The relative contribution of epigenetic mechanisms to carcinogenesis is not well understood, including the extent to which epigenetic dysregulation and somatic mutations target similar genes and pathways. We hypothesize that during carcinogenesis, certain pathways or biological gene sets are commonly dysregulated via DNA methylation across cancer types. The ability of our logistic regression-based gene set enrichment method to implicate important biological pathways in high-throughput data is well established.

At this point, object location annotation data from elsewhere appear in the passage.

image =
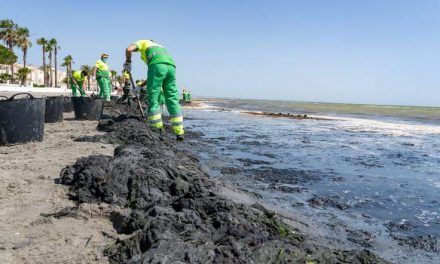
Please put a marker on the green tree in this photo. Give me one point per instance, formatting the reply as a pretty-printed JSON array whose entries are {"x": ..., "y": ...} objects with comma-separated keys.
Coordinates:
[
  {"x": 4, "y": 77},
  {"x": 67, "y": 62},
  {"x": 7, "y": 56},
  {"x": 49, "y": 49},
  {"x": 23, "y": 42},
  {"x": 43, "y": 43},
  {"x": 55, "y": 46},
  {"x": 114, "y": 73},
  {"x": 89, "y": 70},
  {"x": 8, "y": 33},
  {"x": 22, "y": 75}
]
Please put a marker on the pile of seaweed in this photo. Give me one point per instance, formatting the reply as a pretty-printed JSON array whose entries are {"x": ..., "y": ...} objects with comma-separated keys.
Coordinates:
[{"x": 173, "y": 213}]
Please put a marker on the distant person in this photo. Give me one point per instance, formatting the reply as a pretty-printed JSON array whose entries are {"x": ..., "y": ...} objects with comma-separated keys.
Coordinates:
[
  {"x": 102, "y": 74},
  {"x": 188, "y": 96},
  {"x": 161, "y": 73},
  {"x": 184, "y": 95},
  {"x": 78, "y": 82},
  {"x": 127, "y": 86}
]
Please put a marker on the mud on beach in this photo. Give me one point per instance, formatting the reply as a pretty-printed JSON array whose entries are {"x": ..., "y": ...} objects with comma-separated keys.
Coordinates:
[{"x": 172, "y": 212}]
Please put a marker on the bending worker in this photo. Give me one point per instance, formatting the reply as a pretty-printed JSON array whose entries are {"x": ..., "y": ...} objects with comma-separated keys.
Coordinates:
[
  {"x": 102, "y": 74},
  {"x": 78, "y": 82},
  {"x": 127, "y": 86},
  {"x": 161, "y": 74}
]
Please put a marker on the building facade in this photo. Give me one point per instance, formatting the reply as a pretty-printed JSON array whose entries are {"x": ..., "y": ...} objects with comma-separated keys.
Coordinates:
[{"x": 36, "y": 75}]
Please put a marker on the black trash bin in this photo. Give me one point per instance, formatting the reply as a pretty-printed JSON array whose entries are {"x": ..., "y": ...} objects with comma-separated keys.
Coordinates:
[
  {"x": 68, "y": 105},
  {"x": 21, "y": 120},
  {"x": 54, "y": 109},
  {"x": 87, "y": 108}
]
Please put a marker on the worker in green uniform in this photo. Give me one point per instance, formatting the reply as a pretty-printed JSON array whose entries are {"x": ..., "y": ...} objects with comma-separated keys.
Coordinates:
[
  {"x": 78, "y": 82},
  {"x": 161, "y": 74},
  {"x": 127, "y": 86},
  {"x": 102, "y": 74},
  {"x": 161, "y": 98}
]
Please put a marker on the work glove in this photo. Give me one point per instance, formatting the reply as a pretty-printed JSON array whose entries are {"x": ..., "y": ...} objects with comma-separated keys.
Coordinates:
[{"x": 127, "y": 66}]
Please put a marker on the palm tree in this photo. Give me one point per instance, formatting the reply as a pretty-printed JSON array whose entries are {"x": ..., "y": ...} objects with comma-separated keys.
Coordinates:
[
  {"x": 89, "y": 70},
  {"x": 23, "y": 42},
  {"x": 49, "y": 48},
  {"x": 53, "y": 47},
  {"x": 114, "y": 73},
  {"x": 22, "y": 74},
  {"x": 43, "y": 43},
  {"x": 8, "y": 33},
  {"x": 67, "y": 62}
]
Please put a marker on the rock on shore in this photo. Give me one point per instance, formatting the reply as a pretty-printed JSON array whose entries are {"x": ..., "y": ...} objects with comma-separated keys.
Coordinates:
[{"x": 172, "y": 211}]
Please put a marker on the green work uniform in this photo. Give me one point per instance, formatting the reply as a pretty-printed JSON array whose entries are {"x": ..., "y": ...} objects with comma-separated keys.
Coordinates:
[
  {"x": 161, "y": 76},
  {"x": 79, "y": 78},
  {"x": 127, "y": 87},
  {"x": 103, "y": 79},
  {"x": 188, "y": 96}
]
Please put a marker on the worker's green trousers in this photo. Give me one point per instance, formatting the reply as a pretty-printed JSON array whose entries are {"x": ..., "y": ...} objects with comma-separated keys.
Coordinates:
[
  {"x": 104, "y": 87},
  {"x": 75, "y": 89},
  {"x": 161, "y": 98},
  {"x": 163, "y": 76}
]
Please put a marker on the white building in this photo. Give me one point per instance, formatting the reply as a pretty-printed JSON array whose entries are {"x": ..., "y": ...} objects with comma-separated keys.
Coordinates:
[{"x": 36, "y": 76}]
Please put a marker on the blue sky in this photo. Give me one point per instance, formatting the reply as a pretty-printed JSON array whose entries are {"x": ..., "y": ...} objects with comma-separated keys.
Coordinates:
[{"x": 384, "y": 52}]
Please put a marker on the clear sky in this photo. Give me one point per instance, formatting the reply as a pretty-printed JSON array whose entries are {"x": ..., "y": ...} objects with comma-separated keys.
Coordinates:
[{"x": 375, "y": 51}]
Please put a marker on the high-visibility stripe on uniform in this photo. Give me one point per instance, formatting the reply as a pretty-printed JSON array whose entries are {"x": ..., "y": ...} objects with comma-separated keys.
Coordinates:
[
  {"x": 78, "y": 76},
  {"x": 155, "y": 120},
  {"x": 177, "y": 124}
]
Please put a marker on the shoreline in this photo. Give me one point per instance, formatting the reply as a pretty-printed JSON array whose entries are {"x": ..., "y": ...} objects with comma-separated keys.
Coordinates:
[
  {"x": 132, "y": 142},
  {"x": 29, "y": 230},
  {"x": 157, "y": 184}
]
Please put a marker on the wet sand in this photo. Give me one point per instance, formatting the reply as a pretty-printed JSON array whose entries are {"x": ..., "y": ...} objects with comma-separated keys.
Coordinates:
[
  {"x": 28, "y": 197},
  {"x": 177, "y": 213}
]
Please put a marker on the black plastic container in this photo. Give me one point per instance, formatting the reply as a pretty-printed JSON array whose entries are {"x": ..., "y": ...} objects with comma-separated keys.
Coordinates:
[
  {"x": 54, "y": 109},
  {"x": 68, "y": 105},
  {"x": 87, "y": 108},
  {"x": 21, "y": 120}
]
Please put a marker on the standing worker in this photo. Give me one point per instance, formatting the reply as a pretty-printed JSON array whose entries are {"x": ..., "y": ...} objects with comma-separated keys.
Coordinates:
[
  {"x": 161, "y": 74},
  {"x": 78, "y": 82},
  {"x": 188, "y": 96},
  {"x": 102, "y": 74}
]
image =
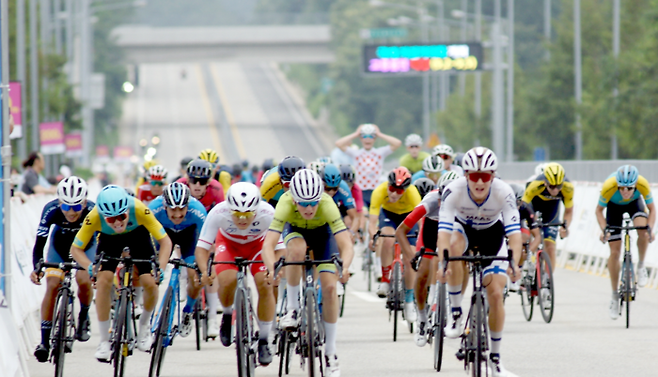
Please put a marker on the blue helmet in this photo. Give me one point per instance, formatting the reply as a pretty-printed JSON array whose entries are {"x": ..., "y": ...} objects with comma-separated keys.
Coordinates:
[
  {"x": 627, "y": 176},
  {"x": 112, "y": 201},
  {"x": 331, "y": 175}
]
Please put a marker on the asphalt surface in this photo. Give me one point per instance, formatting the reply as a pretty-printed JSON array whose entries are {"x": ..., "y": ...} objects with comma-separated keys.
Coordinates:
[{"x": 580, "y": 341}]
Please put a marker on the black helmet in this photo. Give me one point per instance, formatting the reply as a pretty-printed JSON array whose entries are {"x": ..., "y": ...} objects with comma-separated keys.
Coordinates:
[
  {"x": 289, "y": 166},
  {"x": 424, "y": 186}
]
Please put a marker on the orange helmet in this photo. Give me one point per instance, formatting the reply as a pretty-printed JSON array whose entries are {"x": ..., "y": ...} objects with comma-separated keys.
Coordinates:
[{"x": 399, "y": 177}]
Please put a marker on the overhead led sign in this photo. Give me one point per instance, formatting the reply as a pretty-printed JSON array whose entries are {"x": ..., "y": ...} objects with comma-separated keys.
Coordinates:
[{"x": 422, "y": 57}]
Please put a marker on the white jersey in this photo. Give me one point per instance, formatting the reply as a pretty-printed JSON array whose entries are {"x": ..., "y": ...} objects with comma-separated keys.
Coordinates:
[
  {"x": 457, "y": 205},
  {"x": 220, "y": 220}
]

We developed a web-based gene set enrichment application called LRpath with clustering functionality that allows for identification and comparison of pathway signatures across multiple studies. Here, we employed LRpath analysis to unravel the commonly altered pathways and other gene sets across ten cancer studies employing DNA methylation data profiled with the Illumina HumanMethylation27 BeadChip. We observed a surprising level of concordance in differential methylation across multiple cancer types. For example, among commonly hypomethylated groups, we identified immune-related functions, peptidase activity, and epidermis/keratinocyte development and differentiation. Commonly hypermethylated groups included homeobox and other DNA-binding genes, nervous system and embryonic development, and voltage-gated potassium channels. For many gene sets, we observed significant overlap in the specific subset of differentially methylated genes. Interestingly, fewer DNA repair genes were differentially methylated than expected by chance.


Clustering analysis performed with LRpath revealed tightly clustered concepts enriched for differential methylation. Several well-known cancer-related pathways were significantly affected, while others were depleted in differential methylation. We conclude that DNA methylation changes in cancer tend to target a subset of the known cancer pathways affected by genetic aberrations.